Refiners demand new meeting to refix edible oil price

Edible oil refiners want the government to sit again for refixing edible oil prices in two weeks after a meeting of concerned government agencies decided on latest edible oil price on Wednesday last. They have raised new demand pointing at new price hike in international market.
Commerce Minister Tiu Munshi presided over the meeting while all stakeholders related to oil import and marketing attended it.
President of Consumers Association of Bangladesh (CAB) president Gulam Rahman has ridiculed the demand saying any new meeting means raising price again when existing price level is too high and above consumers affordability.
When contacted Bishwajit Saha, director of City Group, a major edible importer, told the Daily Observer that the latest global market price is making a new meting inevitable to set new prices. He said, “We are not above the government and we are obeying new prices at mill gates at low profit margin importing at higher prices.”

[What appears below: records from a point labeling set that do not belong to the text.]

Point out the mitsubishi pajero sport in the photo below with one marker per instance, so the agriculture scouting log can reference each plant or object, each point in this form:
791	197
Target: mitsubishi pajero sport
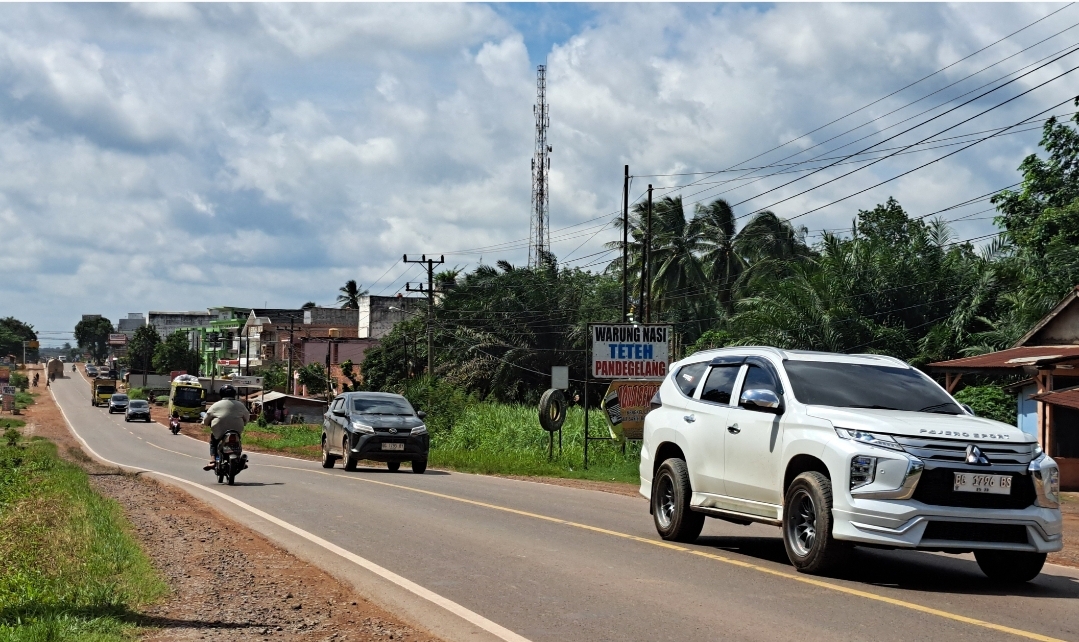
840	450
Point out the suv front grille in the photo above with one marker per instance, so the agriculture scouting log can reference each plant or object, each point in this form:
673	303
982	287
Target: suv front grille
959	531
955	450
937	489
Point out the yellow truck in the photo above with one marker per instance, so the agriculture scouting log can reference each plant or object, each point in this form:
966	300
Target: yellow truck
101	391
186	397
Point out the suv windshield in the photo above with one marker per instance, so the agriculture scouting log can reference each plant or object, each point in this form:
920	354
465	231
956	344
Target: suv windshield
381	406
859	385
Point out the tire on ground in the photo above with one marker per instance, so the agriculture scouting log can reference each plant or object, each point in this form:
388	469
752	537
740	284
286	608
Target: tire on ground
807	524
552	410
1013	567
670	503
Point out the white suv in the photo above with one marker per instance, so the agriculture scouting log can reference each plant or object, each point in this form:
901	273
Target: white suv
840	450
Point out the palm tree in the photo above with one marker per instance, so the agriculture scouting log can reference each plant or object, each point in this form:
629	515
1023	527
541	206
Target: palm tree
350	295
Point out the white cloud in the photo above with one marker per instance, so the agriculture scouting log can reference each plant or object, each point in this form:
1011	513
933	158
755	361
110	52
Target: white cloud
292	147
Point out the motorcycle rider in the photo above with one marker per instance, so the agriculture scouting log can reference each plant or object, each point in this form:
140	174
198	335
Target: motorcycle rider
224	415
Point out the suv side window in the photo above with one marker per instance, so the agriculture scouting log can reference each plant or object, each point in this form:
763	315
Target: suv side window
757	378
720	384
688	377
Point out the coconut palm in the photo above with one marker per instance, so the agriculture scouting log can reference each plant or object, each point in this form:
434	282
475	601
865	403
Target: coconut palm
350	295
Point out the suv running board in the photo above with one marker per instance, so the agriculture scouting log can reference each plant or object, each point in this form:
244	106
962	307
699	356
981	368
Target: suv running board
738	518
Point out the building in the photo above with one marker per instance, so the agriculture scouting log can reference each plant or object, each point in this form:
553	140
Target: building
378	315
1046	363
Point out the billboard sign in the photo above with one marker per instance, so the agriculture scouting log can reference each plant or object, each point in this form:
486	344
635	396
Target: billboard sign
625	405
629	351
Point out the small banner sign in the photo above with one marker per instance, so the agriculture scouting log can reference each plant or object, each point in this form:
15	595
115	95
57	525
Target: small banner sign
625	405
630	351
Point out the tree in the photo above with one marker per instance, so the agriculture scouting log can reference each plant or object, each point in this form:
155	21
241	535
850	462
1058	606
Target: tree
13	332
141	346
350	295
93	337
175	353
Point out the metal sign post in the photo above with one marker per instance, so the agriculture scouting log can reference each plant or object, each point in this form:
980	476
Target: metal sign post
625	353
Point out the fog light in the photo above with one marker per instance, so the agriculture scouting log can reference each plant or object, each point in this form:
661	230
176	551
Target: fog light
862	470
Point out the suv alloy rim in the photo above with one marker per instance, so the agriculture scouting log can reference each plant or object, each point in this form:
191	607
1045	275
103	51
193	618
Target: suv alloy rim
665	510
802	530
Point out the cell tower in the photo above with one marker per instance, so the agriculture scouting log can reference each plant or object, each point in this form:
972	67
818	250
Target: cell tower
540	226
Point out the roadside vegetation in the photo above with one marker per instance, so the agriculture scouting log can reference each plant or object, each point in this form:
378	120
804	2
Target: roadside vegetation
69	568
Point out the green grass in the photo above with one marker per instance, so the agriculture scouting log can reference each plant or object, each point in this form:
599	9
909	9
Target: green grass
491	439
69	568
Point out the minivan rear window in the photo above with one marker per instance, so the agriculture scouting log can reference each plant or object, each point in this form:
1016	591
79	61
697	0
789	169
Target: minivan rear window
862	385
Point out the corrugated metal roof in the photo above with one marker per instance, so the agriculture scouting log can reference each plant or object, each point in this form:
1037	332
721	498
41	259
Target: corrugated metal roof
1066	397
1013	358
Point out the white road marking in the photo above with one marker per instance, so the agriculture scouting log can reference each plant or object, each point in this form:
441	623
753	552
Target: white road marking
467	615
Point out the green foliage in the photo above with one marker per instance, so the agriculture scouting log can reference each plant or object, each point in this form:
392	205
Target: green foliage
141	346
313	376
19	380
989	401
175	353
93	337
13	332
72	570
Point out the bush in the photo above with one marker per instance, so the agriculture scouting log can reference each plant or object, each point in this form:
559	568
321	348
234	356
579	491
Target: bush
991	403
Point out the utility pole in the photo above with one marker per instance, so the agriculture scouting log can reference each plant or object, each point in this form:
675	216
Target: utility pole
431	310
625	246
646	268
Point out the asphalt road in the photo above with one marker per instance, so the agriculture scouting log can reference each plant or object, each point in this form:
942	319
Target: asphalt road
473	557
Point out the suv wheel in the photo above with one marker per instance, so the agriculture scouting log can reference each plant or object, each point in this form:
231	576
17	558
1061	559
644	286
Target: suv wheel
670	503
807	524
1010	565
327	458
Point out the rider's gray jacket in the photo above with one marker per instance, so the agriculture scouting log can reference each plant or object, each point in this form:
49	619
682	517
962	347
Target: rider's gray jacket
227	414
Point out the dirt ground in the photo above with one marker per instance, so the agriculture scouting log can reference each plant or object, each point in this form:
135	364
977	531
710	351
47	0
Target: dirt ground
228	583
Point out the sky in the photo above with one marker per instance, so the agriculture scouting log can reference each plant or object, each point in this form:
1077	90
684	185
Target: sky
178	156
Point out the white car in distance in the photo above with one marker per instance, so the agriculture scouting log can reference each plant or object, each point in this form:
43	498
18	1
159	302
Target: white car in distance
841	450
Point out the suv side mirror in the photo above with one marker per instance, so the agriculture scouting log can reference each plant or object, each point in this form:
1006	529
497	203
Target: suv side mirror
760	399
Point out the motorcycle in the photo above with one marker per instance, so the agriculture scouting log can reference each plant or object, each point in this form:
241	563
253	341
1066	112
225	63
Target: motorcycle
231	458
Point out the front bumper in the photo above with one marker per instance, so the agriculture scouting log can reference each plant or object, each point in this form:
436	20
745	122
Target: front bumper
911	524
369	447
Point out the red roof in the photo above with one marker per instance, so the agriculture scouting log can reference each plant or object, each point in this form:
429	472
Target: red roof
1066	397
1013	358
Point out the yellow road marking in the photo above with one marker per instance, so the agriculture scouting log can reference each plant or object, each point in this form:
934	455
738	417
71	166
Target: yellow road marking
711	556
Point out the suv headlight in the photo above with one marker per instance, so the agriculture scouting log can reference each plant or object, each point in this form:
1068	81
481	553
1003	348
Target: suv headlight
870	438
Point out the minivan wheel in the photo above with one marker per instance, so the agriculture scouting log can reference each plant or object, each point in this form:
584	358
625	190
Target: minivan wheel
670	503
807	524
327	458
1010	565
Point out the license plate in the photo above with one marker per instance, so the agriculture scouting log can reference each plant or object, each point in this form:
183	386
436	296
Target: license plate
972	482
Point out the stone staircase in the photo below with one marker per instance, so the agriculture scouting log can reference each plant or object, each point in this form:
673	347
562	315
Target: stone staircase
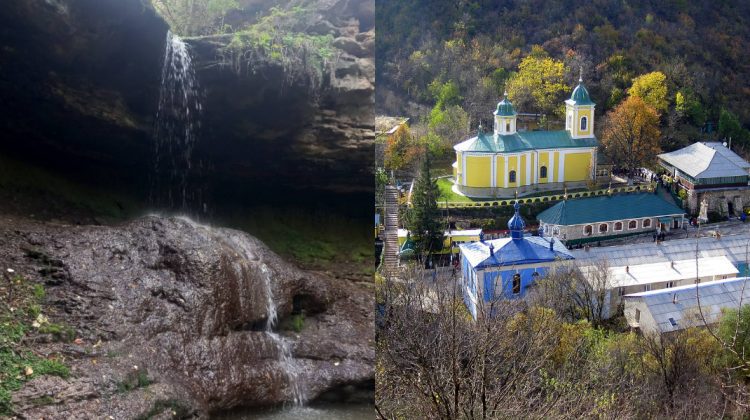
390	237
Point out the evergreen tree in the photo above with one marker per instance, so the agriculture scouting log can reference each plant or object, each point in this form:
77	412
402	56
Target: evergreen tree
423	219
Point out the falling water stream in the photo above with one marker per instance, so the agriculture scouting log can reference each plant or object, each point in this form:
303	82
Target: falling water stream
177	128
287	362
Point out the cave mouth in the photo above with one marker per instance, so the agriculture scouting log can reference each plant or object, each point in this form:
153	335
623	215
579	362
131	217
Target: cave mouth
358	392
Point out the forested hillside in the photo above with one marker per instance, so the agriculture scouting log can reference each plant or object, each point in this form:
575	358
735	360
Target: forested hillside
458	56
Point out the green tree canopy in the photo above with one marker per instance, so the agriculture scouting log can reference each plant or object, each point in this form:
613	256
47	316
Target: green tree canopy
195	17
423	218
445	94
730	126
631	133
539	83
652	88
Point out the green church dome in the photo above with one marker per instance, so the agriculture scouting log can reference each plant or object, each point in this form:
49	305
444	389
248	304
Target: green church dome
580	95
505	108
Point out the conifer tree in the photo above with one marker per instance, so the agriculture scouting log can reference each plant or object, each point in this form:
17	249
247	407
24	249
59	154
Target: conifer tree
423	219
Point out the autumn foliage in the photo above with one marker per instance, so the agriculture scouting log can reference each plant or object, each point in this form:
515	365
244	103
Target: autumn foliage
631	134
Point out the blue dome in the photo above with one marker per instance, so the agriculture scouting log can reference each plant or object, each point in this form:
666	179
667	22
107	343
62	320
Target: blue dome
516	224
580	95
505	108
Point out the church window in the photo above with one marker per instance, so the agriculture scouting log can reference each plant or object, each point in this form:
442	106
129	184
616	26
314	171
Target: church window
516	284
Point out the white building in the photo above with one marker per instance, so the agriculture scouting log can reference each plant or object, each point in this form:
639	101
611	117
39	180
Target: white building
629	279
667	310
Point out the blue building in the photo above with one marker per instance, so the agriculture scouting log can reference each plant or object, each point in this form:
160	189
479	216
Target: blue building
505	268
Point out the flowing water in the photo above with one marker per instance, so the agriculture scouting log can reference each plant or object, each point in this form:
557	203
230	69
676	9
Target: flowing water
317	412
289	365
177	129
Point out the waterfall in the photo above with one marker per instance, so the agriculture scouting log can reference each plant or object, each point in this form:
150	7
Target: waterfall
176	131
287	362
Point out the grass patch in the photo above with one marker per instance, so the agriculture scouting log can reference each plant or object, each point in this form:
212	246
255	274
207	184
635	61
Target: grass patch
317	240
20	310
134	380
177	408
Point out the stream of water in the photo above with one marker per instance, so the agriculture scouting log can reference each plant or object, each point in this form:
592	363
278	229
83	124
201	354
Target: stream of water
289	365
177	129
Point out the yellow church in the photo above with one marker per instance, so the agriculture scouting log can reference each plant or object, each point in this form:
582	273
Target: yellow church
506	162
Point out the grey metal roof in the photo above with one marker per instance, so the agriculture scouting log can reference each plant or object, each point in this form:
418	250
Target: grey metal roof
680	304
706	160
727	153
736	247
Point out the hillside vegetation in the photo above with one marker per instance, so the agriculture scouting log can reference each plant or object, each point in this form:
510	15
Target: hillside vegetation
687	60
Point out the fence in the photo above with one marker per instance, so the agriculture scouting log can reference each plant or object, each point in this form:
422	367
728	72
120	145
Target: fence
546	198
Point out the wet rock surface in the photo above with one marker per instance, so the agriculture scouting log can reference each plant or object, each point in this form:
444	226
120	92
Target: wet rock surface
174	315
80	85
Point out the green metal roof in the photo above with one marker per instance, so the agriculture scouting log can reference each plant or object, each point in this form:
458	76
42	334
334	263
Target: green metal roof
580	96
505	108
608	208
523	140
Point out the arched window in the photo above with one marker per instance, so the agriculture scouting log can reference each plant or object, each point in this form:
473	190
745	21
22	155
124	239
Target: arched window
516	284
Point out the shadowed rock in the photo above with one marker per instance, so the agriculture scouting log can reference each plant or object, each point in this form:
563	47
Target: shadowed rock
188	305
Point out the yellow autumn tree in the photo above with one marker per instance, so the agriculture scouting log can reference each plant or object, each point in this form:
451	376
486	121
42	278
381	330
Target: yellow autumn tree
401	149
539	83
652	88
631	134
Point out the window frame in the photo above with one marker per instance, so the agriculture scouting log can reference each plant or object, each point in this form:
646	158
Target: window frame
516	286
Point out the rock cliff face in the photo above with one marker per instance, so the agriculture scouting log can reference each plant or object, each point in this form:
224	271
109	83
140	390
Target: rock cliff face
192	309
80	86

Ghulam Rahman said new price fixation means consumers will face the extra burden. He said it is true edible oil prices are higher in international market and importers will seek to earn profit. But consumers should be saved at the same time and the government should seek alternative ways like reducing VAT and other taxes.
It may also increase open market sales through TCB outlets. Rahman said once the importers and refiners see low VAT and taxes they will not seek for refixing prices.
People watching the recent move to fix edible oil prices however sounded critical about it. They said the recent meeting has already posted the new price to a new height. The government can’t go this way. People want the government to rein in the market and bring down prices. Business can’t control the government.
Though the government has fixed edible oil prices just three days ago, how refiners can raise demand for new meeting to increase price again blaming new rise of price in global market. It is a set game every year being orchestrated before the fasting month of Ramada.
When contacted Nazrul Islam, Owner, Ittadi General Store in Zigatola and a retailer said, “Currently we are selling at the government fixed maximum retail prices (MRP) and no one can flout this rule.”
Earlier to keep the prices of crude soybean and palm oil stable, the government has set a maximum limit of price three days ago.
Commerce Minister Tipu Munshi made the announcement at a press conference of the National Committee on Marketing and Distribution of Essential Products at the Secretariat ahead of the arrival of the month of Ramada.
The commerce minister said the price has been fixed in consultation with edible oil importers and traders. The new price range says price of soybean (open) has been fixed at Tk107 per liter at mill gate, distributor’s lvel at Tk110 and retailer’s at Tk115 per liter.
Bottled soybean’s mill gate price is at Tk123 per liter, distributor price at Tk127 and retail price at Tk135. A 5 liter bottled soybean mill gate price is at Tk585, distributor’s price is Tk600 and retail price is Tk625.
“About 70 per cent of the oil we use in our country is palm super which price per liter is refixed at Tk95 per liter (open), Tk98 distributor and Tk104 per liter in the retail market”, the minister said.
He said NBR has already been requested to determine the VAT on imports of unrefined soybeans and palm oil at a more reasonable rate considering the interests of the consumers, he said.